既存のデータセンターであっても改修を行うことで、最初からグリーン化を念頭に構築された新しいデータセンターと同等のエネルギー効率を達成できることが、Accentureが米国時 間6月26日に発表した初期報告から明らかになった。AccentureはSilicon Valley Leadership Groupの支援のもとでさまざまな事例を分析し、このたびの報告をまとめた。
適切な省エネルギー対策が「広い範囲で」実施されれば、800万台の自動車が道路を走行しなくなるのと同じだけの二酸化炭素排出削減効果があるだろうと、調査チームは述べている。
米環境保護庁(Environmental Protection Agency:EPA)は、2011年には、データセンターでのエネルギー消費量は現在の2倍となり、米国内での電気コストは74億米ドルに達し、10基の発電所を新設しなければならないほどの電力量が必要になると予測する。
「新しいデータセンターではないからといって、何の対策も講じなくていいということではない」と指摘するのは、Accenture Technology Labsでシニアリサーチャーを務めるTeresa Tung氏だ。Accenture Technology Labsは、ローレンスバークレイ国立研究所(Lawrence Berkeley National Laboratory)と、Yahoo、Sun Microsystems、OracleをはじめとするIT業界の主要企業が共同で行った研究の結果をまとめている。
オンライン活動はクラウドの中で行われているかもしれないが、Sun Microsystemsのエンジニアリング部門バイスプレジデントであるSubodh Bapat氏の言葉を借りれば、電子メールの送信や動画のダウンロードのたびに「ほんの小さな綿毛ほどの二酸化炭素」が、気が付かないどこかから排出されていることになる。
Silicon Valley Leadership Groupでデータセンター効率化部会の議長を務めるRay Pfeifer氏は、Sun Microsystemsの本社で行われたSilicon Valley Leadership Groupの総会で、調査結果の報告を行い、IT業界で予想される電力消費量の伸びは、他のどの産業の伸びをも上回っていると述べている。
IT業界の主要企業の多くは、上昇を続けるエネルギーコストや、施行が予想されているカリフォルニア州での二酸化炭素排出のキャップ制(排出枠の上限規定)が、自分たちの業界に影響を及ぼすことを懸念している。

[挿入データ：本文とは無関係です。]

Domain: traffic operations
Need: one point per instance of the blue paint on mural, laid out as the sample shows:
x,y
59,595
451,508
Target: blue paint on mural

自分たちのデータセンターの詳細情報は企業秘密であると考える企業もあるが、業界全体の二酸化炭素排出量の削減に取り組むためにも、互いに情報を出し合うべきだと考える企業も多い。その具体例のひとつが、EPAが2007年に米国連邦議会に提案したデータセンターの効率化に関する推奨事項(PDF)を実践するための、共同実証プロジェクトである。